Best Buy is profitable. It also has more than $3.1 billion in cash and short-term investments -- up from $1.9 billion a year ago.

Related: Should J.C. Penney close 300 more stores?

Joly and CFO Sharon McCollam, a widely-respected retail veteran who is credited with making Williams-Sonoma (WSM) into an online retailing powerhouse, seem to get that Best Buy must adapt or it may suffer the same fate as former rival Circuit City or Borders. Both of them went out of business -- largely due to the Amazon effect.

Joly noted that visits to Best Buy's website increased even as fewer people went to the actual stores. Online sales in the U.S. rose 22% from a year ago -- the third consecutive quarter of more than 20% growth. That's impressive.

But will that be enough to get Best Buy's overall sales back on track?

McCollam pointed out that part of the problem for Best Buy is that there aren't really that many exciting, new, must-have devices out there. That may sound like an excuse. But I think there's a grain of truth in it.

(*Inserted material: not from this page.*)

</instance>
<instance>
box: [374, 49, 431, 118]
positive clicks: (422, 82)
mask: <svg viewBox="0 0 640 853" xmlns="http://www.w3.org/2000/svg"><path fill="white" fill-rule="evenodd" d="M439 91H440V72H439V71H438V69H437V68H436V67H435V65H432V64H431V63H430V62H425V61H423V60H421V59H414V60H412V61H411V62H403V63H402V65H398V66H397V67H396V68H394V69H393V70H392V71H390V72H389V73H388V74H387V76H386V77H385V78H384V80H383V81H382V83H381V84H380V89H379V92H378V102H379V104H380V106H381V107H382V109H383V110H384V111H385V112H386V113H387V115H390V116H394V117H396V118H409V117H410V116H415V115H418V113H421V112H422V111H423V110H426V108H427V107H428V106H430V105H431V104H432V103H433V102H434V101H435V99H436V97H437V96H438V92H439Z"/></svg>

Unless Apple (AAPL) really blows consumers away with the upcoming iPhone 6 launch, there may not be a compelling need for that many people to buy new smartphones between now and the end of the year.

Related: Be wary of no money down iPhone 6

So while it's true that Best Buy has been doing a better job of offering products at a competitive price lately, the company is at the mercy of the Apples, Samsungs and LGs of the world. It's only worth shopping at Best Buy if you actually have a need to buy a new phone, tablet or TV in the first place.